From a musical vantage point, everything that had been hinted at on the band's previous EPs crystallized on Slanted and Enchanted: the encoded anti-rock star messaging ("Pass out the gold, the diamond watch, the last reward, all the things we had before you sold us out," lectured Malkmus on "Fame Throwa," his cautionary tale of bowing to The Man); the amateurish lo-fi aesthetic now hard-wired into a semi-coherent template (the record's first single, "Summer Babe," demonstrates that Pavement knew a good melody when they heard one—but had trouble untangling it from a morass of primitive noise and their tendency to subvert conventional pop structures with ear-prickling scree and prog-aspiring drum fills); the laconic, tossed-off vocals hovering somewhere between Lou Reed's sing/speak and your old college dorm buddy's stoned karaoke routine. Slanted and Enchanted boldly disregarded convention, folded genres in on one another like melted chocolate bars, and created a string ball of complexity with fractured riffs, skewed melody lines, and enough attitude to wow the prep-school kids and the street scuzz simultaneously. It was a bold, cocky effort, full of cryptic observations ("Lies and betrayals, fruit- covered nails, electricity and lust") and, mostly, itself (the ridiculously self-referential "Our Singer"). But it was brilliant all the same.

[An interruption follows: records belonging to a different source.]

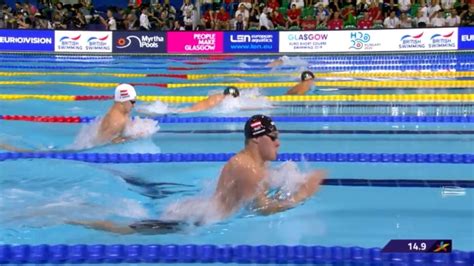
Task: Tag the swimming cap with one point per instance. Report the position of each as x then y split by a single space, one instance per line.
232 91
259 125
307 75
125 92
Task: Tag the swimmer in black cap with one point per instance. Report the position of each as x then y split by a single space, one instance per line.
242 182
212 101
307 81
243 179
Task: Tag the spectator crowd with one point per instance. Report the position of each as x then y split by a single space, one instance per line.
161 15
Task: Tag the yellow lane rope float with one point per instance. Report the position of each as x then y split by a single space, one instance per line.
341 84
282 98
450 74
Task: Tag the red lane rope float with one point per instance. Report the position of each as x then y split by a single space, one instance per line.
196 63
92 97
161 85
182 68
180 76
49 119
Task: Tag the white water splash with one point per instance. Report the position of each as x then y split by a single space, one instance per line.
137 128
156 108
250 99
287 177
141 128
50 207
87 136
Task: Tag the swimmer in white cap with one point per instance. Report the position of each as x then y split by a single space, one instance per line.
242 182
278 62
112 125
114 122
307 81
212 101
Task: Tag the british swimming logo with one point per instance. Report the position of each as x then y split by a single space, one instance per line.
362 41
412 41
139 42
358 39
442 41
70 43
101 43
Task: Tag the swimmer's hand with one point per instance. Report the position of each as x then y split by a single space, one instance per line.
313 183
119 140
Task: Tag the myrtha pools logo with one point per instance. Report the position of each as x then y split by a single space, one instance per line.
70 43
143 42
358 39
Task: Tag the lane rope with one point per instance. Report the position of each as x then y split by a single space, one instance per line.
240 254
451 74
278 98
415 84
280 119
430 158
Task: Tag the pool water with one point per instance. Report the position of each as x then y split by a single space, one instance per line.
37 196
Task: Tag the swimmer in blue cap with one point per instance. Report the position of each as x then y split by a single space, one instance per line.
242 182
307 81
212 101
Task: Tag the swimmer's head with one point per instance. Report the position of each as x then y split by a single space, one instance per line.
124 93
262 132
232 91
259 125
307 75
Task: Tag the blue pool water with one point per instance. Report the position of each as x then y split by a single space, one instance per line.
37 196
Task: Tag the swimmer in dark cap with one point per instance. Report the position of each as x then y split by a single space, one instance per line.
242 182
307 81
212 101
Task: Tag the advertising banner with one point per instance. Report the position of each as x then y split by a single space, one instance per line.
370 40
251 42
27 40
204 42
307 41
139 42
83 41
466 38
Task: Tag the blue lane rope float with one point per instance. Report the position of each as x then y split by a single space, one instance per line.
241 254
170 119
442 158
316 67
359 182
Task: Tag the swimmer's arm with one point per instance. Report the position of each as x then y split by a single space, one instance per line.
104 226
203 105
8 147
268 205
120 139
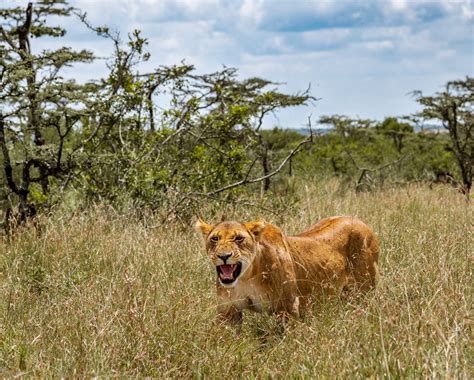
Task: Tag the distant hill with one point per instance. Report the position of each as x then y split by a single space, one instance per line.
435 128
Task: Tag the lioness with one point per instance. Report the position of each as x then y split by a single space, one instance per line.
261 269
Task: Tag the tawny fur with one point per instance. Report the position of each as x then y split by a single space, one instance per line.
286 274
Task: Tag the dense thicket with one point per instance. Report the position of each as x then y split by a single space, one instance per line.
168 139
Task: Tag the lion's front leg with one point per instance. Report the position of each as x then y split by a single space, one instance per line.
229 315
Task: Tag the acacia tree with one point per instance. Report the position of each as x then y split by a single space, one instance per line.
40 109
454 107
115 136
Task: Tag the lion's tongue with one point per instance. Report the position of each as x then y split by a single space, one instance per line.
227 271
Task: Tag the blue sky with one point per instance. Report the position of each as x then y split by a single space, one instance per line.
362 57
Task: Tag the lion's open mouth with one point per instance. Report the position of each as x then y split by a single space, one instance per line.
228 273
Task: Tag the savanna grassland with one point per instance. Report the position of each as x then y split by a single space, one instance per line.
98 293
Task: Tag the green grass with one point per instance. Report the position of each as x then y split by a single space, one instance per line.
97 293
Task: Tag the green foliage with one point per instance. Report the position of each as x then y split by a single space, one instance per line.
454 108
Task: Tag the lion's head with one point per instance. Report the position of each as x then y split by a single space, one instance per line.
231 246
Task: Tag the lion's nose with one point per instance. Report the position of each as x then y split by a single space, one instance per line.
224 256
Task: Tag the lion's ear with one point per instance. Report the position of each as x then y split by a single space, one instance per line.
202 227
255 228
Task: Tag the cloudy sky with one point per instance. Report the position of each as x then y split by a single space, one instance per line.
361 57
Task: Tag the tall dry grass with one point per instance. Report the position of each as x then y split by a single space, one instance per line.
97 293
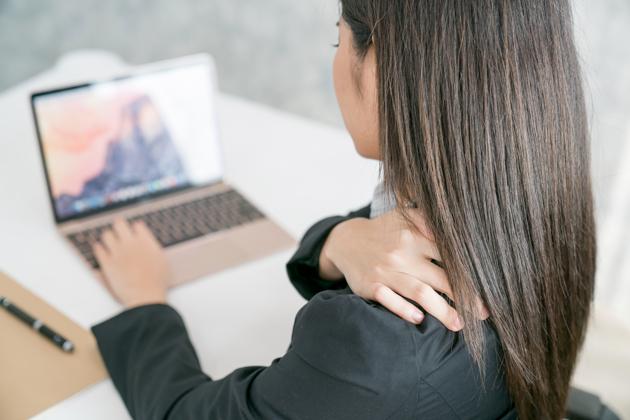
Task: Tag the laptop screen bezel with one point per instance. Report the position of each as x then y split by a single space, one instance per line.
142 71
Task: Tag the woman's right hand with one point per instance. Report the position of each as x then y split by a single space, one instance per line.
382 260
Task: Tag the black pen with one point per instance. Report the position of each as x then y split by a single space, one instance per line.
37 325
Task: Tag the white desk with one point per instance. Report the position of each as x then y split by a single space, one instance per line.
295 170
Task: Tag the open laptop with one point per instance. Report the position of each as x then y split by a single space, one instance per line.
146 146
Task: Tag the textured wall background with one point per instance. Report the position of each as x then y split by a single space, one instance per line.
279 52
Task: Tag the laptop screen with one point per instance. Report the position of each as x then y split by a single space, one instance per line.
109 144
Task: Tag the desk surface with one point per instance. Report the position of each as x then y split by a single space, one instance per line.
295 170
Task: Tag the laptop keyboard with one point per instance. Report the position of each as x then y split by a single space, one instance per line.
183 222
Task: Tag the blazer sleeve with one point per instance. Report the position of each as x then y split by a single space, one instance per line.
332 370
303 267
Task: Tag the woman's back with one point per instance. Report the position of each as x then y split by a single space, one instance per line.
381 366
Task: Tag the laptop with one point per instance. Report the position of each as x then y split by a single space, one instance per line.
145 146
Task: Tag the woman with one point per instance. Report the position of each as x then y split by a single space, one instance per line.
476 112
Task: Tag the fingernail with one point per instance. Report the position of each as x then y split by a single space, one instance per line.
417 316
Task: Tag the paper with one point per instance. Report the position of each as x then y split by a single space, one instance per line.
34 373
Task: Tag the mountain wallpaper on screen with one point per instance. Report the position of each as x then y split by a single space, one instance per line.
143 152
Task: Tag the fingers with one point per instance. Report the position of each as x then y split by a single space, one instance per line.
396 304
122 229
428 299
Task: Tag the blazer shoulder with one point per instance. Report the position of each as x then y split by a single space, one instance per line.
357 341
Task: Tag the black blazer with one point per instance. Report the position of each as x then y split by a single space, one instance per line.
348 359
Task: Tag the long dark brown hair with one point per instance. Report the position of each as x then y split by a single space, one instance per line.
482 123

As it turns out, in between their early EPs and Slanted, Pavement somehow evolved into a Real Band by adding drummer Gary Young—whose Louder Than You Think Studios in the garage of his down-at-the-heels Stockton home was the band's early recording venue of choice. Young was a fry baby, an ex-hippie who had burned enough brain cells to render him loopy and was given to unpredictable antics during the band's infrequent live shows (handstands on stage, handing out salads at the door as audiences filed in, collapsing in a drunken heap midway through gigs, etc.). Young's drumming was only loosely tethered to the beat, and S.M. and Stairs moved quickly to shore up this perceived flaw by bringing in Malkmus' college friend Bob Nastanovich as a second drummer (Nastanovich would eventually go on to become the Bez of Pavement after Young departed in 1993, replaced by the altogether more "together" Steve West). Mark Ibold was lured away from New York's Dustdevils, and suddenly the two-person, tape-splicing party had evolved into a bona fide band—sort of.